Nathan e Catherine sono stati esposti e messi a nudo. Il casolare fatiscente, l’intossicazione da funghi (come se non capitasse ovunque, anche in città, anche con i funghi del supermercato), i bambini a studiare con la mamma. Tutto pubblico. Tutto commentato. Tutto giudicato.
Noi cosa abbiamo fatto? Ci siamo eccitati. Come guardoni bavosi che vedono qualcuno nudo per strada e invece di voltarsi, si avvicinano. Guardano, commentano e ridacchiano.
“Guarda come vivono. Guarda come stanno. Poveri bambini.”
Poveri bambini un cazzo. I bambini nessuno li ha mai visti davvero. Nessuno sa se erano felici o tristi, se stavano bene o male. Quello che sappiamo è che ora sono stati strappati via e messi in una casa famiglia. La madre li vede solo ai pasti. In un’altra stanza.
Va bene però. Almeno non vivono più nel bosco. Almeno ora sono normali.
Io non so se Nathan e Catherine siano bravi genitori. Non sta a me giudicare
Ma una cosa la so: chiunque decide della felicità dei propri figli. Ognuno a modo suo. C’è chi li porta al McDonald’s ogni settimana. Chi gli compra la Xbox. Chi gli mette il tablet in mano a tre anni. Chi li iscrive a mille attività per tenerli occupati. Chi li lascia crescere davanti a uno schermo.
Tutto normale.
Ma se uno decide di crescerli nel bosco, allora no. Allora è un mostro.
Non sto dicendo che Nathan e Catherine abbiano ragione. Non sto dicendo che i servizi sociali abbiano torto. Magari i bambini avevano davvero bisogno di socializzare di più. Magari dovevano andare a scuola. Magari quella vita era troppo isolata.
Non lo so. E non lo sa neanche la folla che urla.
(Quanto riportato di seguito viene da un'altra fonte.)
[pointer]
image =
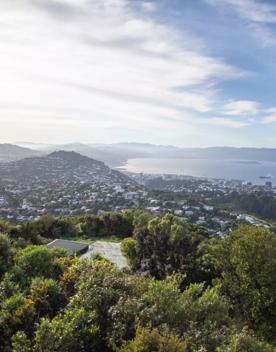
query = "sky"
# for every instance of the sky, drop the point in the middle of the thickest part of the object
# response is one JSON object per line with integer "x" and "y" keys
{"x": 191, "y": 73}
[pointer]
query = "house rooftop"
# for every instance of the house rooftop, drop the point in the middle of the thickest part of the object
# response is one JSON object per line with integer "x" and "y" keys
{"x": 71, "y": 247}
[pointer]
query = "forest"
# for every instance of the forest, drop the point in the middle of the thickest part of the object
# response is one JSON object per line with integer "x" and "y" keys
{"x": 184, "y": 290}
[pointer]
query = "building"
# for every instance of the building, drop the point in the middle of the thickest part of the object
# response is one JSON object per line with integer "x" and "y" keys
{"x": 71, "y": 247}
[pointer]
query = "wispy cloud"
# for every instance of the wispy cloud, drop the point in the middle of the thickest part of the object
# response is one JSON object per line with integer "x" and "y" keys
{"x": 241, "y": 107}
{"x": 258, "y": 15}
{"x": 227, "y": 122}
{"x": 107, "y": 62}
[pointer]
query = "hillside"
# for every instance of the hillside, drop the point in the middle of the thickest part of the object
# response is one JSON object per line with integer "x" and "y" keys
{"x": 10, "y": 152}
{"x": 60, "y": 166}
Abbiamo trasformato una famiglia in intrattenimento. In uno show. In qualcosa da guardare, commentare, giudicare. Questo fa schifo.
La verità è che noi italiani abbiamo paura. Paura di essere scoperti. Paura che qualcuno apra la nostra porta e guardi dentro. E veda che anche noi, dentro casa, facciamo cose che non dovremmo fare.
Allora urliamo contro chi viene scoperto. Così nessuno guarda noi.
E magari poi quando ci scappa il morto, schiacciato dal clamore, tutti si girano dall’altra parte perché magari “E mica è colpa mia che ho detto – ucciditi – sei tu che eri debole.
Nathan e Catherine vivevano nel bosco. Noi viviamo nascosti dietro porte chiuse e abbassiamo le tende. Facciamo le stesse cose che giudichiamo negli altri, solo che le facciamo in privato. Al sicuro e dove nessuno ci vede.
Quando qualcuno viene esposto, ci eccita. Non siamo noi.
I 128 euro sul conto non sono il problema. Che tutti lo sappiano, questo è il problema. Che sia stato messo in prima pagina. Che sia diventato prova di qualcosa.
Il guardionismo. La folla che sbava. L’ipocrisia di chi urla contro il diverso mentre fa peggio, ma in segreto.
Siamo noi il problema. Noi italiani che facciamo paura.
Non abbiamo paura del male che si fa ai bambini. Abbiamo paura del diverso e questo ci rende complici di un sistema che protegge chi si nasconde bene e distrugge chi osa essere visibile.
Nathan e Catherine sono diversi. Per questo devono essere puniti.
Non hanno fatto male. Sono stati scoperti.
E noi, che facciamo male ogni giorno, continuiamo a urlare. Così nessuno guarda dalla nostra parte.